PRIMEIRA LEITURA:
Apocalipse 11,19a;12,1-6a.10ab
SALMO RESPONSORIAL – Salmo 44 (45)
SEGUNDA LEITURA: 1 Coríntios 15,20-27
SANTO EVANGELHO: Lucas 1,39-56
*TEMA: JESUS RESSUSCITADO ACOLHE A SUA MÃE NA GLÓRIA DO CÉU E COROA COMO MÃE DE DEUS E DOS HOMENS*
Neste 20° Domingo do Tempo Comum, celebramos a solenidade da Assunção da Virgem Maria. Jesus ressuscitado acolhe a sua mãe na glória do céu. Jesus vivo, glorificado à direita do Pai, põe sobre a cabeça da sua mãe a coroa de doze estrelas.
Na primeira leitura: Maria, imagem da Igreja. Como Maria, a Igreja gera na dor um mudo novo. E como Maria, participa na vitória de Cristo sobre o Mal.
Salmo: Bendita és tu, Virgem Maria! A esposa do rei é Maria. Ela tem os favores de Deus e está associada para sempre à glória do seu Filho.
Na segunda leitura: Maria, nova Eva. Novo Adão, Jesus faz da Virgem Maria uma nova Eva, sinal de esperança para todos os homens.
No Santo Evangelho: Maria, Mãe dos crentes. Cheia do Espírito Santo, Maria, a primeira, encontra as palavras da fé e da esperança: doravante todas as gerações a chamarão bem-aventurada!
As visões do Apocalipse exprimem-se numa linguagem codificada. Elas revelam que Deus arranca os seus fiéis de todas as formas de morte. Por transposição, a visão o sinal grandioso pode ser aplicada a Maria.
O livro do Apocalipse foi composto no ambiente das perseguições que se abatiam sobre a jovem Igreja, ainda tão frágil. O profeta cristão evoca estes acontecimentos numa linguagem codificada, em que os animais terrificantes designam os perseguidores.
A Mulher pode representar a Igreja, novo Israel, o que sugere o número doze (as estrelas). O seu nascimento é o do batismo que deve dar à terra uma nova humanidade.

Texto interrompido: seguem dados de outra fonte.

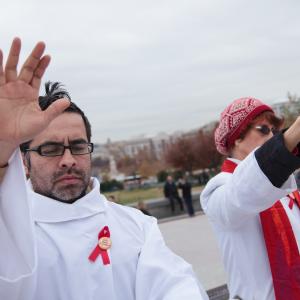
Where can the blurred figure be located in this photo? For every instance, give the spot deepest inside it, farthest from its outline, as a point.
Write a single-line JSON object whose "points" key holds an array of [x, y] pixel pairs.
{"points": [[171, 192], [186, 189], [113, 198], [143, 208]]}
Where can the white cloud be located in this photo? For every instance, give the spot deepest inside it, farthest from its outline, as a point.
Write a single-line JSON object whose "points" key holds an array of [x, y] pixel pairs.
{"points": [[162, 65]]}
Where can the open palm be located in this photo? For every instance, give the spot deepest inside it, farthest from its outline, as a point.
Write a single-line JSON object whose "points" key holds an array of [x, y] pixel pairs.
{"points": [[20, 115]]}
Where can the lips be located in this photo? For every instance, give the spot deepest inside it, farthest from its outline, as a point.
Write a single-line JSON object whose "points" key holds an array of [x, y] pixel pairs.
{"points": [[68, 179]]}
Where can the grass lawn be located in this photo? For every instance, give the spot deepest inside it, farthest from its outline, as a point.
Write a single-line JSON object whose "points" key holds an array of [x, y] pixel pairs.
{"points": [[125, 197]]}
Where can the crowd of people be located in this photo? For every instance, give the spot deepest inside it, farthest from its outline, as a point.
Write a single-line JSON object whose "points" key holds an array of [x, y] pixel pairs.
{"points": [[62, 239]]}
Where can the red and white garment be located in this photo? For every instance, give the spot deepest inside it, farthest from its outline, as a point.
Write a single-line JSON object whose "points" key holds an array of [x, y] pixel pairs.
{"points": [[237, 202]]}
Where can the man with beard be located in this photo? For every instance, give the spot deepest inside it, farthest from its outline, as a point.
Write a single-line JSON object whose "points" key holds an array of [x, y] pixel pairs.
{"points": [[60, 238], [253, 203]]}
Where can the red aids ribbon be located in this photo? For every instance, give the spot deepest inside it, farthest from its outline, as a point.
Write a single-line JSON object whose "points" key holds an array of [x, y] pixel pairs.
{"points": [[294, 198], [103, 245]]}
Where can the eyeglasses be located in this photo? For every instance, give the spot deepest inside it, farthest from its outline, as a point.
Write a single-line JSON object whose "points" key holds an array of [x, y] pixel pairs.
{"points": [[57, 149], [265, 129]]}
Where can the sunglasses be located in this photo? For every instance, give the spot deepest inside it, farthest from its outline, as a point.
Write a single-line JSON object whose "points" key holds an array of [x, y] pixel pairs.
{"points": [[265, 129]]}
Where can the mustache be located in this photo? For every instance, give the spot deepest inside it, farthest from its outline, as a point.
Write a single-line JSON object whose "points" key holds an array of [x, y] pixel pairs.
{"points": [[70, 171]]}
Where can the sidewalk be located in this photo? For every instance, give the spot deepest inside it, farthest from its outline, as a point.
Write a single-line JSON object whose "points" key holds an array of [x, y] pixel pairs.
{"points": [[192, 239]]}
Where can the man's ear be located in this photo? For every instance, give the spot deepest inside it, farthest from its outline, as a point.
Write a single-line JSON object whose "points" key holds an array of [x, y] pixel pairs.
{"points": [[26, 163]]}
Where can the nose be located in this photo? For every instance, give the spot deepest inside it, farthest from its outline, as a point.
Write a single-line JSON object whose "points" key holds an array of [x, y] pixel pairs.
{"points": [[67, 160]]}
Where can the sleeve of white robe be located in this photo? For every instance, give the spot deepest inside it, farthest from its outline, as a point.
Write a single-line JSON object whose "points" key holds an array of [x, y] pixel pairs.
{"points": [[162, 275], [228, 199], [18, 259]]}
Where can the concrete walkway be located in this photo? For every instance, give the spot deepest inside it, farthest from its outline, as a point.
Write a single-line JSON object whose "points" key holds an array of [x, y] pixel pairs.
{"points": [[192, 239]]}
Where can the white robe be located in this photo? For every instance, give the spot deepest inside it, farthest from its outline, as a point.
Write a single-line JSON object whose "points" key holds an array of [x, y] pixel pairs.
{"points": [[232, 203], [45, 245]]}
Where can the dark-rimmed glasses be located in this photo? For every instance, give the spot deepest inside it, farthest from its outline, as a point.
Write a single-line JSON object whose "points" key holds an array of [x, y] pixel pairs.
{"points": [[265, 129], [58, 149]]}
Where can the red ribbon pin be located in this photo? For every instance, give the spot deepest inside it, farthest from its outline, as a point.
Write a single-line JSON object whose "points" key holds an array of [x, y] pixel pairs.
{"points": [[104, 243]]}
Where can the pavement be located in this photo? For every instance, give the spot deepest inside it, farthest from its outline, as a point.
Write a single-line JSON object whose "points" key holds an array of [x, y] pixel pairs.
{"points": [[193, 240]]}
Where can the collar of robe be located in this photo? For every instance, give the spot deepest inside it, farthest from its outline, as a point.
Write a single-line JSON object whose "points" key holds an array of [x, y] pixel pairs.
{"points": [[48, 210]]}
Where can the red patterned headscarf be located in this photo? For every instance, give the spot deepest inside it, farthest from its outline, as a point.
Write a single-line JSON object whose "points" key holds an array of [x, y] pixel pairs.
{"points": [[234, 119]]}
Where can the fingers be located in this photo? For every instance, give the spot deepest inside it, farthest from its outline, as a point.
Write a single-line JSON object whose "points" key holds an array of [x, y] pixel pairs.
{"points": [[2, 77], [33, 63], [55, 109], [39, 72], [12, 61]]}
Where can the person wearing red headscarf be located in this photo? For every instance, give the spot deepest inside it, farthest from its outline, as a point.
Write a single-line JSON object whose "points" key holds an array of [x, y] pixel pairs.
{"points": [[253, 204]]}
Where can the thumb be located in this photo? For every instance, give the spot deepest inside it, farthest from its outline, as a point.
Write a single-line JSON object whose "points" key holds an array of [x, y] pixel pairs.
{"points": [[55, 109]]}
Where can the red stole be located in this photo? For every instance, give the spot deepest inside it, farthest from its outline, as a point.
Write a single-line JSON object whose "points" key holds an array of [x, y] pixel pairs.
{"points": [[282, 249]]}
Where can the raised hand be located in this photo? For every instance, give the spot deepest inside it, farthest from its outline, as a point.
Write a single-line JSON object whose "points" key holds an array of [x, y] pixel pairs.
{"points": [[20, 115]]}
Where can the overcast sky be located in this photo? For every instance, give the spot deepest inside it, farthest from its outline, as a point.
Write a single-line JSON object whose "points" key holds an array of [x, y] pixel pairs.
{"points": [[144, 67]]}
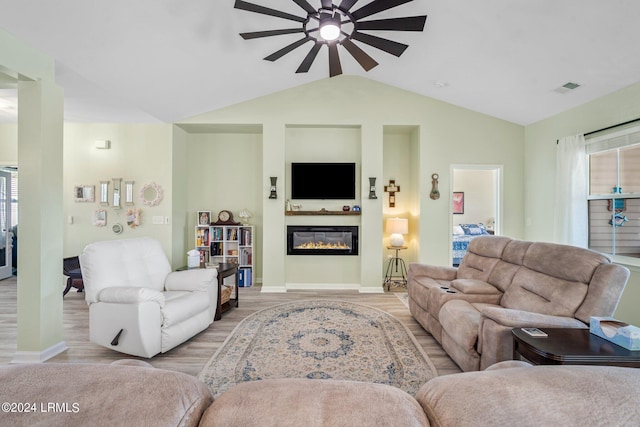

O Dragão é o perseguidor, que põe tudo em ação para destruir este recém-nascido. Mas o destruidor não terá a última palavra, pois o poder de Deus está em ação para proteger o seu Filho.
Proclamando esta mensagem na Assunção, reconhecemos que, no seguimento de Jesus e na pessoa de Maria, a nova humanidade já é acolhida junto de Deus.
A Assunção é uma forma privilegiada de Ressurreição. Tem a sua origem na Páscoa de Jesus e manifesta a emergência de uma nova humanidade, em que Cristo é a cabeça, como novo Adão.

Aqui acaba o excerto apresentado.